The Kerry group had enough votes to get 4 delegates, but the Dean/Edwards vote was tied, the remaining delegates would have to be decided by coin toss. So the Kerry people decided to screw Dean by shifting 3 surplus voters to Edwards, to make the apportion 4-3-2. When the final vote was called, the Kerry faction discovered that they had miscalculated, they should have only shifted 2 voters, and they lost their 4th delegate. The final split of delegates was 3-3-3. Suddenly the Kerry faction wanted a third vote. They were overruled by the caucus supervisor, but only after much shouting and bickering, and a call to the Democratic Party HQ for a decision on rules. The Kerry people outsmarted themselves, and screwed themselves out of a delegate instead of screwing Dean out of a delegate.

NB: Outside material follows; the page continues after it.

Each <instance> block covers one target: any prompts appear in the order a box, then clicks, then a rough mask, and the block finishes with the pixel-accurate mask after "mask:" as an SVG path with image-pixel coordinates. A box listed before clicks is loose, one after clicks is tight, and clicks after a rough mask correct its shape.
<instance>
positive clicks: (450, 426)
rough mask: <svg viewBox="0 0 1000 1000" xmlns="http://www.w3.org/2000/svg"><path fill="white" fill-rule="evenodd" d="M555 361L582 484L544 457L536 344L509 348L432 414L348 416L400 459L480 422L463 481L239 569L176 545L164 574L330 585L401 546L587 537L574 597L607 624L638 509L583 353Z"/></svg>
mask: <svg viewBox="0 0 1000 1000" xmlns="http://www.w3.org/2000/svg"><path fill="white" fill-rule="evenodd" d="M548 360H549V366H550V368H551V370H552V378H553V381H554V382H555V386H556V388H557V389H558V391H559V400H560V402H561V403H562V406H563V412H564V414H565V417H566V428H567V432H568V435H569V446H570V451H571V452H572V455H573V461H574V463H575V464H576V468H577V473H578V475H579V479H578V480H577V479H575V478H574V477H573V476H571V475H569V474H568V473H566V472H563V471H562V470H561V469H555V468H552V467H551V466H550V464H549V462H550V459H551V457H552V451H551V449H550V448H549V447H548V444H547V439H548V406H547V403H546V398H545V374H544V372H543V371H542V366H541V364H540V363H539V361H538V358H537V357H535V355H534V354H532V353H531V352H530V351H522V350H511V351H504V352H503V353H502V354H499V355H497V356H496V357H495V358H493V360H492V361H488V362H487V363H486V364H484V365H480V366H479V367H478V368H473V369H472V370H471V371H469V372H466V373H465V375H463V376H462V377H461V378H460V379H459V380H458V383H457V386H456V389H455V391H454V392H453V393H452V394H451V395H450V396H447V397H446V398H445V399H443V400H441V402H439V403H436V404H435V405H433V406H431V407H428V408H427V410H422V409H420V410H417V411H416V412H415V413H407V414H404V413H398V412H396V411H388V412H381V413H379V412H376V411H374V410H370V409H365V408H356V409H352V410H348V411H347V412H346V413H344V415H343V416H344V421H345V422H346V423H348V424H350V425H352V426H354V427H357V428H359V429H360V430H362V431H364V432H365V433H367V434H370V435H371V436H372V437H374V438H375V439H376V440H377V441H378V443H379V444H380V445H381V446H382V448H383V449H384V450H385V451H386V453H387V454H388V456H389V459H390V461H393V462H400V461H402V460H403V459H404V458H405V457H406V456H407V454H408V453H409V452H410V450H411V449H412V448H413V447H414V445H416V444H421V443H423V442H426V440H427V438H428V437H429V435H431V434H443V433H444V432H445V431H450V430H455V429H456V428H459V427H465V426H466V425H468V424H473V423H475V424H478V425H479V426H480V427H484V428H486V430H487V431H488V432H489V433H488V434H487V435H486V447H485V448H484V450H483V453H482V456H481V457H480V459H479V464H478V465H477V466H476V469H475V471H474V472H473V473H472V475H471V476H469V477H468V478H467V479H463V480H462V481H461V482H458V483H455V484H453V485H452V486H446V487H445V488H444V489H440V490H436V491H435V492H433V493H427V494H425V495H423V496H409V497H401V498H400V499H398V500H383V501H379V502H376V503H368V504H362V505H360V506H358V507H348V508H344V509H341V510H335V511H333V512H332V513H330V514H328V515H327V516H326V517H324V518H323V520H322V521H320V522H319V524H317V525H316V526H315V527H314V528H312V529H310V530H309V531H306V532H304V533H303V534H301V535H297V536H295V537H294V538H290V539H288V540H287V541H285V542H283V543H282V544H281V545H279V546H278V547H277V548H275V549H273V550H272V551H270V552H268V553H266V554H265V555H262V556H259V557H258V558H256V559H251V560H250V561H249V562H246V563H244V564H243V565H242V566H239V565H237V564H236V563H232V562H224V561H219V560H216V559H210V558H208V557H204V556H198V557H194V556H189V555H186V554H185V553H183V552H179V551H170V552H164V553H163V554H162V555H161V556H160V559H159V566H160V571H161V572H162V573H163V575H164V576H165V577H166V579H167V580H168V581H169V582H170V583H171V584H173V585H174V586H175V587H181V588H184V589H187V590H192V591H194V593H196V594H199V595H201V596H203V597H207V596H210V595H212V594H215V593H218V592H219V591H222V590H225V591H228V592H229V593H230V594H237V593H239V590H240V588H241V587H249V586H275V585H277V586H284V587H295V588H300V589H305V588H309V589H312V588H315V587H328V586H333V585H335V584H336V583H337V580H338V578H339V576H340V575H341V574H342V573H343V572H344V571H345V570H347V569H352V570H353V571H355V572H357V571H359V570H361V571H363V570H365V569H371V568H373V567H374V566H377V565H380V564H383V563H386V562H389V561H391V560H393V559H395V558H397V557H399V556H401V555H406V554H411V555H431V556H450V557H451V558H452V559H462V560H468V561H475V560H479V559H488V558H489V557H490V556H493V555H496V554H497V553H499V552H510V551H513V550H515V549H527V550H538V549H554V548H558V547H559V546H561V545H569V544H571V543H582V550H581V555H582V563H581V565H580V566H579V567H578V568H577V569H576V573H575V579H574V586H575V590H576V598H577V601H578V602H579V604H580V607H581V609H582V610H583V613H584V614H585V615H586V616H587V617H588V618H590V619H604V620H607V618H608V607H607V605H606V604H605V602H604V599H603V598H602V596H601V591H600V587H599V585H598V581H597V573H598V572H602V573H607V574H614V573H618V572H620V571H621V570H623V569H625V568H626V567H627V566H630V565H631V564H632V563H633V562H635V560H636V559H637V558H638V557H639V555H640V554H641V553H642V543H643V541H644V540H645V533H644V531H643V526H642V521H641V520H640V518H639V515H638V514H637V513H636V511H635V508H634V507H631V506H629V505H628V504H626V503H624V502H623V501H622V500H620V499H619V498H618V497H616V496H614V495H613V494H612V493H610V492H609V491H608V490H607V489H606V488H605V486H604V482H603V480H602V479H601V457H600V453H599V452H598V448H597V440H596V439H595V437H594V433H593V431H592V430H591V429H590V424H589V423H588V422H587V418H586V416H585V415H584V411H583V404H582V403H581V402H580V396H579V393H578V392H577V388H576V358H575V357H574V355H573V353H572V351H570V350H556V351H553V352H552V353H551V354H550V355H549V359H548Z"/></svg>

At this moment, I’m watching Kerry make a “victory speech,” but he’s wrong. Kerry did not win Iowa. Kerry won delegates, just like Dean and Edwards. No single person wins the Iowa Caucus, it is not a winner-takes-all election. You cannot win the Iowa Caucus, you can only lose it. Gephardt, Kucinich, Lieberman, Clark and Sharpton lost, everyone else was a winner.

I won’t declare which candidate I voted for, but it should be obvious that one single vote changed the results of this caucus. Don’t ever think that your one vote doesn’t make a difference.